Given our perception that AI will grow in importance and curiosity about leveraging AI in individual and collective activities, there is a desire to make tangible progress on an AI-advisory work plan this year. Aggregating and developing collective knowledge is low-hanging fruit that the Coalition can immediately benefit from, laying the groundwork for the Coalition to play a progressive and proactive role in shaping this emerging technology in a way that delivers value to smallholder farmers and nature.

Vision

The Coalition will develop a repository of regenerative content focused on smallholder agriculture accessible to members and others, as agreed by members with specific goals in mind: 1) accelerating awareness and uptake of regenerative practices across the network to improve outcomes in existing work; 2) create a foundational repository of content that can support individual members and the wider group – and eventually the field at-large – to leverage generative AI for smallholder advisory as a strategy to significantly scale-up farmer access to quality, locally relevant, regenerative advice.

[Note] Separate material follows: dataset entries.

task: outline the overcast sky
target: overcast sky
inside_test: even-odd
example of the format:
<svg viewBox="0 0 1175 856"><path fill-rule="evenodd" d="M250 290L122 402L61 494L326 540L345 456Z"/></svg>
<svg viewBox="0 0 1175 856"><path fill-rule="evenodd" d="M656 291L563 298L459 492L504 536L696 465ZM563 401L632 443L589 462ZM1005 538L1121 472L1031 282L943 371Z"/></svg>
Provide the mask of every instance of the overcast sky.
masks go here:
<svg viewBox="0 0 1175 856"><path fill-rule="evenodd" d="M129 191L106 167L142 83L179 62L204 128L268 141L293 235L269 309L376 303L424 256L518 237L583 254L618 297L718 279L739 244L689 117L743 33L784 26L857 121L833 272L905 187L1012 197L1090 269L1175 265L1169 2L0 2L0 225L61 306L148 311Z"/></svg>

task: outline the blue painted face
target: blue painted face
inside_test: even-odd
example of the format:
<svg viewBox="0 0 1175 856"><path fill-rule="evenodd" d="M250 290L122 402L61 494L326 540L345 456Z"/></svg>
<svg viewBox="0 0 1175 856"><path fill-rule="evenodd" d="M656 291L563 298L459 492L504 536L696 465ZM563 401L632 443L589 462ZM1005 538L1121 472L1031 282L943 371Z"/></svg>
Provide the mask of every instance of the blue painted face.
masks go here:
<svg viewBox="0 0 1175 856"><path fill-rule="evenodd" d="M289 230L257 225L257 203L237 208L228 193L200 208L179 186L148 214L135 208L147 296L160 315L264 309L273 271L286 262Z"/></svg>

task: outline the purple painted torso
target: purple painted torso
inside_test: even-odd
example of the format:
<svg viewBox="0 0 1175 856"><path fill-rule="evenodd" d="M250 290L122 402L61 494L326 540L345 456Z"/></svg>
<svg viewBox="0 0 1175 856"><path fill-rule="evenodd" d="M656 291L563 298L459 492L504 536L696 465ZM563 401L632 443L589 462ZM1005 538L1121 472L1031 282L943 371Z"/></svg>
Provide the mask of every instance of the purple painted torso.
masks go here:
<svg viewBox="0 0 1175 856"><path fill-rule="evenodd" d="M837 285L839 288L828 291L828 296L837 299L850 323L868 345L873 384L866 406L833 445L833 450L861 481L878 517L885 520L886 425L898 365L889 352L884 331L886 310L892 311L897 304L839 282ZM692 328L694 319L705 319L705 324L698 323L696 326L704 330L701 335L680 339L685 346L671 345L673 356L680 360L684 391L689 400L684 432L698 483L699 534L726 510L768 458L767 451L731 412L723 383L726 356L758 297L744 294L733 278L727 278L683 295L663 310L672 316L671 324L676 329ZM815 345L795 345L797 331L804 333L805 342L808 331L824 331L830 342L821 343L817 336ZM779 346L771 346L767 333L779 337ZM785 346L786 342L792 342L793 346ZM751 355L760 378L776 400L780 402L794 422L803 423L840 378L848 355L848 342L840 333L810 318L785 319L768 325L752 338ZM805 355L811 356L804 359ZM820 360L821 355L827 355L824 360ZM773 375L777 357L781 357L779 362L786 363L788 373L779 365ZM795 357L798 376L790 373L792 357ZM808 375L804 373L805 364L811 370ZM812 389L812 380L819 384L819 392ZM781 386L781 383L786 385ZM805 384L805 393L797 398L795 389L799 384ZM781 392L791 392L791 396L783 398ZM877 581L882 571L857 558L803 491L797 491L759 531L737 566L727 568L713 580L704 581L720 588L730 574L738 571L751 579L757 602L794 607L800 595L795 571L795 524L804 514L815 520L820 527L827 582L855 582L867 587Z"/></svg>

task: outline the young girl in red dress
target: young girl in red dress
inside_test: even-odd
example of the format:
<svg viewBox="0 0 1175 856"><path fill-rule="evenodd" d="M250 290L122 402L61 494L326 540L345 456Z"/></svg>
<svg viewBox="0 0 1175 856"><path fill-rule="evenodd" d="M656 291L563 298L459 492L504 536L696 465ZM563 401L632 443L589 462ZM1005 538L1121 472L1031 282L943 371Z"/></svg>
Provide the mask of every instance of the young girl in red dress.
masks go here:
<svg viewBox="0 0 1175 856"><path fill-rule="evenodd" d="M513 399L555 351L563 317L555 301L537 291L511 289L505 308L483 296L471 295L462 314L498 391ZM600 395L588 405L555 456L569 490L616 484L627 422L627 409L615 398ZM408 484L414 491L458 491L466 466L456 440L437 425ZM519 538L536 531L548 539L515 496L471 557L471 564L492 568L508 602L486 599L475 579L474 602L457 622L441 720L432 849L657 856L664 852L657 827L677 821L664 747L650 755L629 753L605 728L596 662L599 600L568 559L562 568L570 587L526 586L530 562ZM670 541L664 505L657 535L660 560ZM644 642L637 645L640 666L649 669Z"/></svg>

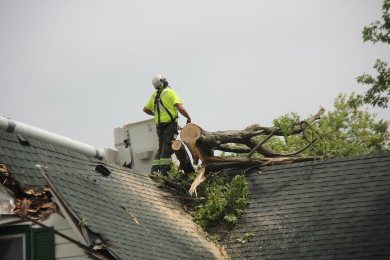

This AI-supported agricultural advisory effort by the CASH Coalitions has many possible use cases, some of which include: 

  1. Developing a Virtual Ag Assistant that delivers hyper-local farm advisory services with real-time data, empowering our coalition members to deliver game-changing value to farmers: As generative AI technology becomes more prevalent, organizations can create chatbots, IVR interfaces, or SMS bots to deliver advisory services customized to local conditions. Effective implementation requires high-quality content. As a coalition, we have a large quantity of pre-vetted content across various forms and media:  training manuals, fact sheets, videos, audio clips, posters, etc. Generative AI allows for the incorporation of additional dynamic external sources of data like market prices, agro dealer locations, stocks, and weather information that enhance value for farmers.
  2. Leveraging the combined content of the Coalition, enabling governments to deliver tailored agricultural services to smallholders across diverse regions: Multiple members may have useful content for particular geographies. By leveraging Digital Green’s open-source architecture, we can develop a unified Bot that can be shared across organizations to benefit various frontline agents (lead farmers, Coop leadership, extension agents, NGO staff, etc…). This collaborative approach positions the Coalition to influence national policies on agricultural advisory services, providing governments with quality content and strategies to improve smallholder access to advice. The value proposition of collaboration will be richer if participating CASH Coalition members integrate activities and services beyond advisory, such as finance or market coordination. Alternatively, if existing CASH members already have farmer-facing apps or other service channels, AI enablement can be integrated with existing solutions. 
  3. Collaborating on open-source tools to build digital public goods that increase smallholder access to quality advisory: Digital Green has made significant progress in developing an open-source architecture for a virtual agricultural assistant. However, there is room for improvement in user experience and quality assurance. Through peer engagement and co-design, we can refine these processes and enhance the effectiveness of AI-driven advisory services. These include things like query orchestration and decomposition (the process of breaking down questions that require additional embedded questions and localization to get to a useful response), collective work to improve AI comprehension of local language models, comparing functionality and scalability of different LLM options and reviewing Q&A pairs collectively to calibrate and benchmark for quality around regenerative and gender-responsive content. 

Exchange of best practices and facilitating early adoption of AI-supported advisory to benefit smallholders: As more organizations adopt AI-supported advisory technology, new practical challenges and opportunities will arise. The Coalition’s broad objective to be a learning community that facilitates knowledge-sharing, collaboration, and collective progress will speed the identification of problems as they arise and promote collaborative problem-solving.